Guatemala City, Sep 20 (EFE).- Thousands of protesters marched peacefully Wednesday to the Guatemalan capital’s historic downtown to demand that President Jimmy Morales and the majority of federal lawmakers resign.
A large group of peasants who arrived from northern and eastern Guatemala along the main access road to the city center were among the first to arrive outside the Congress building.
Other groups of demonstrators left from various sectors of Guatemala City and made their way to Constitution Square, where the different marches converged.
Unarmed contingents of National Civil Police officers were deployed outside various public buildings, including the Government Ministry and the National Palace of Culture to provide security, EFE observed.

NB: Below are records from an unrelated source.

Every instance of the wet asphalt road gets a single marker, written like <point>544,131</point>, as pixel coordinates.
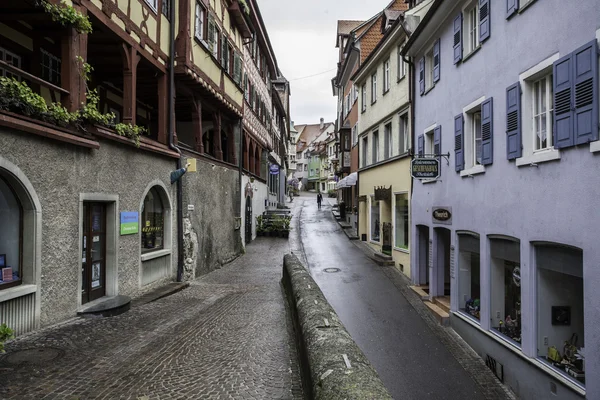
<point>409,357</point>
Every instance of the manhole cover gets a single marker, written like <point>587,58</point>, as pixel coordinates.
<point>39,355</point>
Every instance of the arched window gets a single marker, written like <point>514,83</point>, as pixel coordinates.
<point>153,222</point>
<point>11,236</point>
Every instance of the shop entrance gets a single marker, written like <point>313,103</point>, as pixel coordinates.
<point>248,219</point>
<point>93,258</point>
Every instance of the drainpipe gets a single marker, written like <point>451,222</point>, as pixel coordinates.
<point>171,142</point>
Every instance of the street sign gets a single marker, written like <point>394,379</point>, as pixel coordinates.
<point>425,168</point>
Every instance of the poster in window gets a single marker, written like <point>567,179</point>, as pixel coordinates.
<point>95,275</point>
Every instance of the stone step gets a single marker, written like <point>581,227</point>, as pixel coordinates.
<point>443,302</point>
<point>442,316</point>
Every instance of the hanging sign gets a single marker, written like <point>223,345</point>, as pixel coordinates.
<point>129,222</point>
<point>425,168</point>
<point>274,169</point>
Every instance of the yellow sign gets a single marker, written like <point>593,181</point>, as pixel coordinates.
<point>192,164</point>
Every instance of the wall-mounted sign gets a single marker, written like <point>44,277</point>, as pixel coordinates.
<point>442,215</point>
<point>425,168</point>
<point>129,222</point>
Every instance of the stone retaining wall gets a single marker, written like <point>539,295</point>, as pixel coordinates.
<point>334,366</point>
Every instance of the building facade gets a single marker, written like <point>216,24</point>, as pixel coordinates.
<point>384,180</point>
<point>499,231</point>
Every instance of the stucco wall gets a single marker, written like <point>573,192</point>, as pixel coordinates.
<point>59,173</point>
<point>214,191</point>
<point>555,201</point>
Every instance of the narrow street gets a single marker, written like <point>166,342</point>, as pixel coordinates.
<point>410,359</point>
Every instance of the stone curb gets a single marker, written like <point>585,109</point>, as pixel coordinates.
<point>334,367</point>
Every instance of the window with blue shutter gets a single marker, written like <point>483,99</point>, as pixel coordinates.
<point>563,102</point>
<point>459,144</point>
<point>512,6</point>
<point>457,38</point>
<point>585,84</point>
<point>487,132</point>
<point>513,122</point>
<point>484,20</point>
<point>436,61</point>
<point>422,75</point>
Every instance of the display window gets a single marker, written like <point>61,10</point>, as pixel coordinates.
<point>11,236</point>
<point>469,284</point>
<point>560,318</point>
<point>153,222</point>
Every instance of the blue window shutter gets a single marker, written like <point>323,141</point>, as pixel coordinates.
<point>436,61</point>
<point>513,122</point>
<point>487,132</point>
<point>459,144</point>
<point>585,88</point>
<point>457,38</point>
<point>422,75</point>
<point>562,77</point>
<point>512,6</point>
<point>484,20</point>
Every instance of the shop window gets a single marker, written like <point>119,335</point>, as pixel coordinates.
<point>401,226</point>
<point>375,223</point>
<point>153,222</point>
<point>11,236</point>
<point>560,319</point>
<point>506,288</point>
<point>469,285</point>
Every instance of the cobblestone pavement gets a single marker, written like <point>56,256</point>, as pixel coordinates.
<point>228,336</point>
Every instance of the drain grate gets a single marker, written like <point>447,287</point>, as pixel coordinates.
<point>40,355</point>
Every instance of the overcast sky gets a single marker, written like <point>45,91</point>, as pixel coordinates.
<point>302,33</point>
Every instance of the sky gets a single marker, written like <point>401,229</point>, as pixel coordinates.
<point>302,33</point>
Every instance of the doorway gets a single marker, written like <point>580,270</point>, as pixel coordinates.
<point>248,219</point>
<point>93,258</point>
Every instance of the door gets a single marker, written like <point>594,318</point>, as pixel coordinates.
<point>93,260</point>
<point>248,219</point>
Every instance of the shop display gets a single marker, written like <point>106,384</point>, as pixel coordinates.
<point>572,360</point>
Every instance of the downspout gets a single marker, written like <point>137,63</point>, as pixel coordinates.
<point>171,142</point>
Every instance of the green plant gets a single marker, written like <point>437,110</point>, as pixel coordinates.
<point>130,131</point>
<point>67,15</point>
<point>5,334</point>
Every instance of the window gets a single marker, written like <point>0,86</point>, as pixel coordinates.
<point>401,226</point>
<point>386,76</point>
<point>403,133</point>
<point>471,29</point>
<point>12,59</point>
<point>542,108</point>
<point>200,15</point>
<point>387,133</point>
<point>401,65</point>
<point>11,234</point>
<point>364,97</point>
<point>560,319</point>
<point>365,145</point>
<point>153,222</point>
<point>429,69</point>
<point>153,4</point>
<point>469,286</point>
<point>375,223</point>
<point>375,149</point>
<point>374,88</point>
<point>51,66</point>
<point>506,288</point>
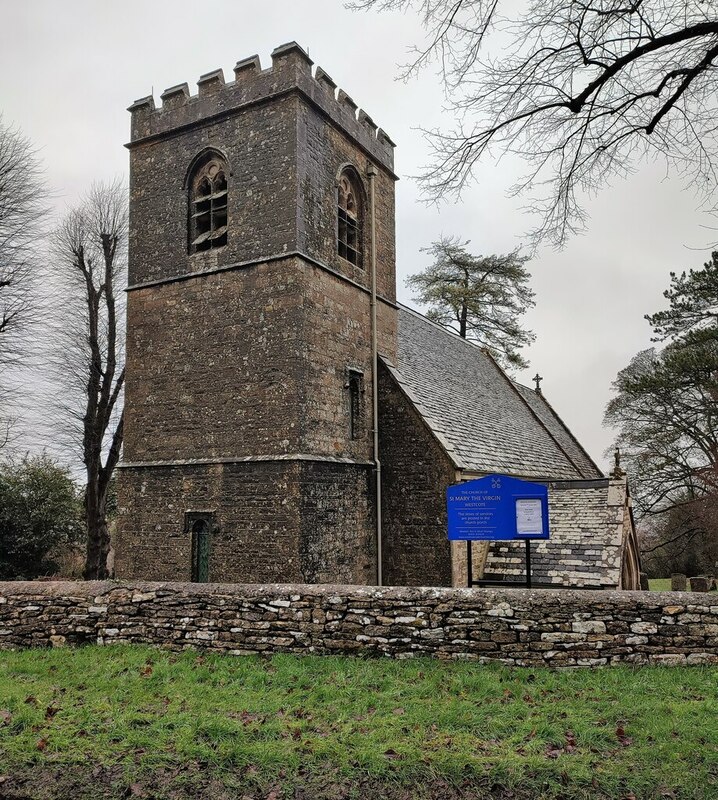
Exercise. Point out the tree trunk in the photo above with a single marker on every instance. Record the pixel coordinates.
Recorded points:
(98, 537)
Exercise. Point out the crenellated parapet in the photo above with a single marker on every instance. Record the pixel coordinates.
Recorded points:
(291, 71)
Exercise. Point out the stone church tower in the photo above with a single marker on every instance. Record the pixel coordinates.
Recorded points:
(248, 450)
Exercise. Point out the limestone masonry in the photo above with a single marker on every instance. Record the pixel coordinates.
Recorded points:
(257, 209)
(557, 628)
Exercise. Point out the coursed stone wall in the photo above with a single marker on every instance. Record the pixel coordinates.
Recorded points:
(558, 628)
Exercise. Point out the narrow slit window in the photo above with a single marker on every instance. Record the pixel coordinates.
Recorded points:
(208, 206)
(349, 232)
(199, 526)
(355, 390)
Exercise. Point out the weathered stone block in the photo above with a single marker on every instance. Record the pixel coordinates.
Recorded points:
(679, 582)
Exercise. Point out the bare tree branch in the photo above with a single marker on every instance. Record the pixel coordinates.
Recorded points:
(581, 91)
(89, 262)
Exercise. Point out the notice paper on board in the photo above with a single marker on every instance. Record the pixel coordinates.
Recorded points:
(529, 517)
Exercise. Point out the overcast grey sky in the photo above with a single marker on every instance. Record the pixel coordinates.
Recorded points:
(70, 69)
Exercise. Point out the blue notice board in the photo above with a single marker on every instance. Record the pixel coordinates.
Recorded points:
(497, 507)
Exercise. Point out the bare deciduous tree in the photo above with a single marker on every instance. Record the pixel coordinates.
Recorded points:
(482, 297)
(23, 198)
(580, 90)
(90, 249)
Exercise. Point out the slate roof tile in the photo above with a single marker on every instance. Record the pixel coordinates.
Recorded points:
(483, 419)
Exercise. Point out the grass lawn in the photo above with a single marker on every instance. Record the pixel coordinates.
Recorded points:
(132, 722)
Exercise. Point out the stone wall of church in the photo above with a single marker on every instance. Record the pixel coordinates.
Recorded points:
(415, 474)
(255, 507)
(273, 521)
(557, 628)
(338, 534)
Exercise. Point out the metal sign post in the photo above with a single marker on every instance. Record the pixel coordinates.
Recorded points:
(497, 508)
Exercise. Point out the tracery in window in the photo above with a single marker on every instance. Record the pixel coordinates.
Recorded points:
(349, 216)
(208, 205)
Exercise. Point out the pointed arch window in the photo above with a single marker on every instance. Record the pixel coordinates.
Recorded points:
(208, 204)
(349, 213)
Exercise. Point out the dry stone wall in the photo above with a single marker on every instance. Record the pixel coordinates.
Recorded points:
(558, 628)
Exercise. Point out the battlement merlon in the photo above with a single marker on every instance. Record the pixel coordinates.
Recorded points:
(291, 71)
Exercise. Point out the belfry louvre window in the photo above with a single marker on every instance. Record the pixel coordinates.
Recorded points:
(349, 213)
(208, 205)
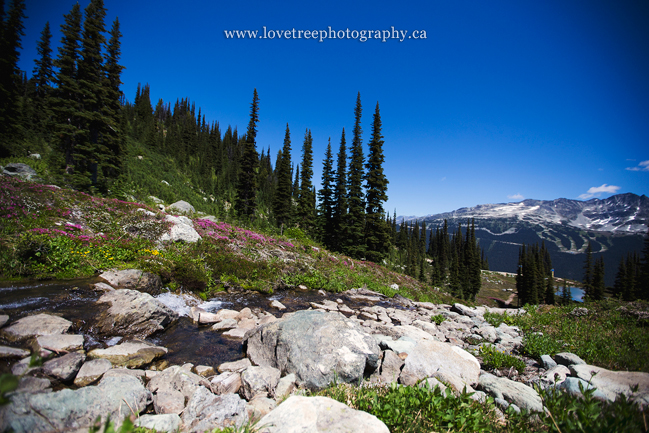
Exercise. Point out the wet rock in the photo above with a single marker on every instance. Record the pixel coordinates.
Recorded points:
(260, 407)
(259, 381)
(315, 346)
(429, 357)
(159, 423)
(181, 206)
(92, 371)
(39, 324)
(206, 411)
(131, 354)
(59, 342)
(69, 410)
(236, 366)
(285, 387)
(517, 393)
(613, 383)
(64, 368)
(276, 304)
(390, 368)
(548, 362)
(133, 313)
(568, 359)
(226, 383)
(464, 310)
(12, 352)
(225, 325)
(133, 279)
(204, 370)
(319, 414)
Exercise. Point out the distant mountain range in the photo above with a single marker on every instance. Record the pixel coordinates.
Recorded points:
(614, 226)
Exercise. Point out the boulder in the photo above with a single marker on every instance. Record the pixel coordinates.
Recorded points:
(181, 206)
(59, 342)
(517, 393)
(92, 371)
(285, 387)
(38, 324)
(319, 414)
(568, 359)
(133, 279)
(12, 352)
(64, 368)
(206, 411)
(182, 230)
(69, 410)
(259, 381)
(316, 346)
(613, 383)
(429, 357)
(226, 383)
(133, 313)
(131, 354)
(159, 423)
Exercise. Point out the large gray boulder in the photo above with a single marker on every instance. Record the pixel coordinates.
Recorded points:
(517, 393)
(430, 357)
(69, 410)
(130, 354)
(613, 383)
(316, 346)
(319, 414)
(133, 313)
(206, 411)
(133, 279)
(33, 326)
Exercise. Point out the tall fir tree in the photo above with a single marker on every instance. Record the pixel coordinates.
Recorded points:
(12, 31)
(305, 207)
(326, 198)
(377, 231)
(67, 95)
(246, 202)
(282, 200)
(114, 134)
(340, 196)
(43, 76)
(355, 221)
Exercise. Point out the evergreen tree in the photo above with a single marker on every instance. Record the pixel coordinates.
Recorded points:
(355, 221)
(67, 95)
(10, 45)
(377, 232)
(306, 208)
(326, 197)
(113, 134)
(282, 200)
(43, 76)
(340, 196)
(246, 203)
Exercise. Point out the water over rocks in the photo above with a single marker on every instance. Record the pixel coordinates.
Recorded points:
(346, 337)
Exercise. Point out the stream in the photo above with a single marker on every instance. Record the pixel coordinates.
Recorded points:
(75, 300)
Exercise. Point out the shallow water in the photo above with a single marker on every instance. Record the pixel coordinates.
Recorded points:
(187, 342)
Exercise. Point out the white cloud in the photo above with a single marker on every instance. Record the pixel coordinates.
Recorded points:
(596, 191)
(643, 166)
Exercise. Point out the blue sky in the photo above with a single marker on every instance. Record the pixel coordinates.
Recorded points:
(503, 100)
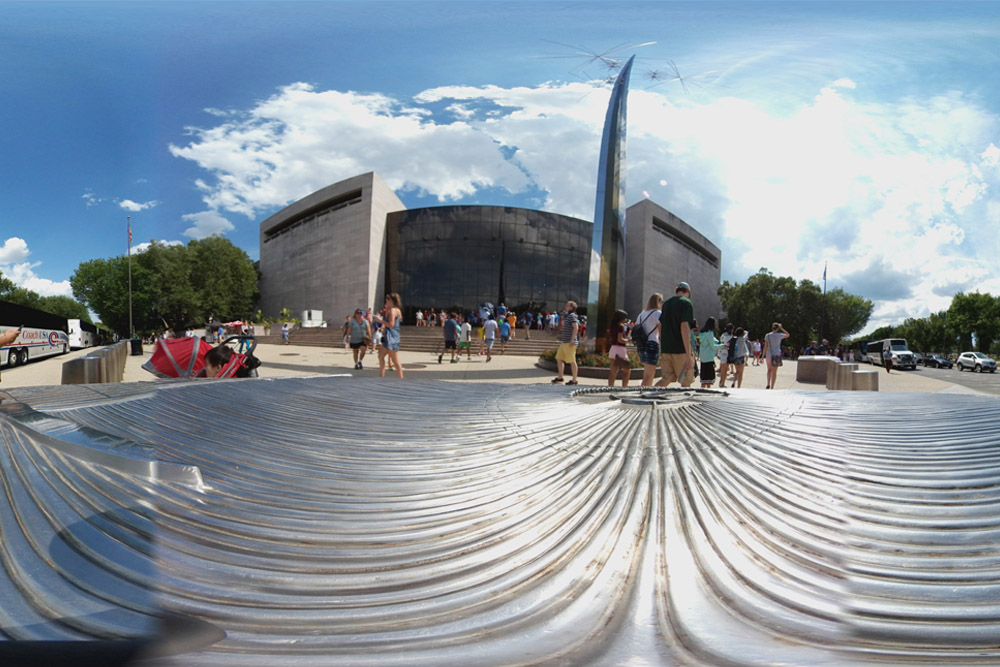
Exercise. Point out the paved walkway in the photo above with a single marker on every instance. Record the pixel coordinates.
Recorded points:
(292, 360)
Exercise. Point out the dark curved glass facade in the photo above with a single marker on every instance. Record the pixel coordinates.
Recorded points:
(455, 257)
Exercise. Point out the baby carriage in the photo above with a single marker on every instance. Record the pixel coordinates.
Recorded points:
(185, 358)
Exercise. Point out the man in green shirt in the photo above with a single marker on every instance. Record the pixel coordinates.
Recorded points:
(676, 320)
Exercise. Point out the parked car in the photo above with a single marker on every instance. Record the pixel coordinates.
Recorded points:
(937, 361)
(976, 361)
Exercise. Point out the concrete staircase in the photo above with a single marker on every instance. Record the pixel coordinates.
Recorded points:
(416, 339)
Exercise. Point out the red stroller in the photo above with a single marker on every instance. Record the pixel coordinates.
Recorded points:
(185, 358)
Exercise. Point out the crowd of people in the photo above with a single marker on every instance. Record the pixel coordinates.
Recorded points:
(665, 335)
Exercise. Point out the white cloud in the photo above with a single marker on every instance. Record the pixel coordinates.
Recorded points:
(130, 205)
(13, 250)
(904, 185)
(205, 224)
(143, 247)
(13, 265)
(91, 199)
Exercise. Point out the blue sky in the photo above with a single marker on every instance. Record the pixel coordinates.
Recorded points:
(860, 134)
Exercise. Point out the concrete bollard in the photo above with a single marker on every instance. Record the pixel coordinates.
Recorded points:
(864, 380)
(843, 379)
(83, 370)
(813, 369)
(831, 375)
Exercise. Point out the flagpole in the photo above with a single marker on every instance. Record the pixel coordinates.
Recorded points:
(131, 329)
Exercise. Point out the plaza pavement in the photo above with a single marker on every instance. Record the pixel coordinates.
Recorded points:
(293, 360)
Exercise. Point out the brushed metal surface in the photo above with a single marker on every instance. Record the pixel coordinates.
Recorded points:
(364, 522)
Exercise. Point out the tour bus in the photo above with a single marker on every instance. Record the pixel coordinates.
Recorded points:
(42, 334)
(860, 349)
(81, 334)
(901, 355)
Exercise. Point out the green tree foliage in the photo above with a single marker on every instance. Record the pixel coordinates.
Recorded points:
(64, 306)
(928, 334)
(57, 305)
(977, 314)
(172, 286)
(800, 307)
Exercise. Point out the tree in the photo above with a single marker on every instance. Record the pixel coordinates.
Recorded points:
(57, 305)
(844, 315)
(102, 284)
(64, 306)
(800, 307)
(172, 285)
(977, 314)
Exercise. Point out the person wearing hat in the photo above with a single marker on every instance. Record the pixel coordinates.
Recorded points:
(676, 320)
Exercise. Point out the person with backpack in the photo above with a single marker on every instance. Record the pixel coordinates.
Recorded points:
(618, 354)
(739, 350)
(646, 336)
(726, 338)
(451, 330)
(708, 345)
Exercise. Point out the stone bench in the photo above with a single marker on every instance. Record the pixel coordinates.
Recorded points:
(813, 370)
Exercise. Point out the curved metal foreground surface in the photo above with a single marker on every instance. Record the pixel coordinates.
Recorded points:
(365, 522)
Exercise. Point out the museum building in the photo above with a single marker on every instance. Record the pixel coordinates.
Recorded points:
(347, 245)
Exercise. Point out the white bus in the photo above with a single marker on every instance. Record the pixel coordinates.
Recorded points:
(901, 355)
(42, 334)
(81, 334)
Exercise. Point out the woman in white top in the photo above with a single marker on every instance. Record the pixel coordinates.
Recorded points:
(649, 352)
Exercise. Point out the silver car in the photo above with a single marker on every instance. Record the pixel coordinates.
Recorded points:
(976, 361)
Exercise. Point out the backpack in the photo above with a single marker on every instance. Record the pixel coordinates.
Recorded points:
(639, 334)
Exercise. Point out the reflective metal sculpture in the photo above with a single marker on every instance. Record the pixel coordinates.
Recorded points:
(606, 287)
(342, 521)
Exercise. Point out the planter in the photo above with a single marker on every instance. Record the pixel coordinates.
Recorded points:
(593, 371)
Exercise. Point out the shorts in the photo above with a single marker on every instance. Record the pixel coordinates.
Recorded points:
(674, 371)
(649, 353)
(390, 340)
(566, 353)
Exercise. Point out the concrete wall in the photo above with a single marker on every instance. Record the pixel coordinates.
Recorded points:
(327, 250)
(662, 250)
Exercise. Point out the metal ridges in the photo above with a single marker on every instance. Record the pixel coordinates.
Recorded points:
(358, 521)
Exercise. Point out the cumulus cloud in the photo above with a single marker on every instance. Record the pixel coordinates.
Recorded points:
(91, 199)
(205, 224)
(143, 247)
(901, 189)
(130, 205)
(13, 265)
(13, 250)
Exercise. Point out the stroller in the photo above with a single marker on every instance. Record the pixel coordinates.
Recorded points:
(185, 358)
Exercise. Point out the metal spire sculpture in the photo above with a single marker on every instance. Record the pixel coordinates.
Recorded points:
(606, 288)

Thousands of other Guatemalans are expected to join the protest in the coming hours to demand the resignations of the president and at least 107 lawmakers (out of a total of 158) whom they accuse of corruption.
Demonstrators also marched and blocked roads in the provinces of Quiche, Solola, Suchitepequez, Huehuetenango, Totonicapan, Alta Verapaz, Sacatepequez, Santa Rosa and Retalhuleu in support of the nationwide protest.
Many Guatemalans were angered by a vote in the unicameral legislature on Sept. 13 that would have had the effect of shielding party leaders and candidates from prosecution for violations of campaign-finance laws.
Amid widespread criticism, court challenges and the threat of a presidential veto, the lawmakers voted overwhelmingly two days later to undo those changes, but that reversal did not quell the national uproar.
Protesters also are angry over Morales’ decision – temporarily blocked by Guatemala’s Constitutional Court – to order the head of the United Nations-backed International Commission Against Impunity in Guatemala (Cicig), Ivan Velasquez, to leave the country.
Morales issued that expulsion order on Aug. 27, two days after Velasquez and Attorney General Thelma Aldana leveled allegations of illicit campaign financing against him and said they would seek to have his immunity from prosecution stripped.
Congress voted against lifting Morales’ immunity on Sept. 11 and then subsequently voted two days later for the controversial measure to shield lawmakers and senior party leaders from potential prosecution for campaign-finance irregularities.
Before it was overturned, that legislation put the burden of ensuring clean campaigns squarely on the shoulders of party accountants.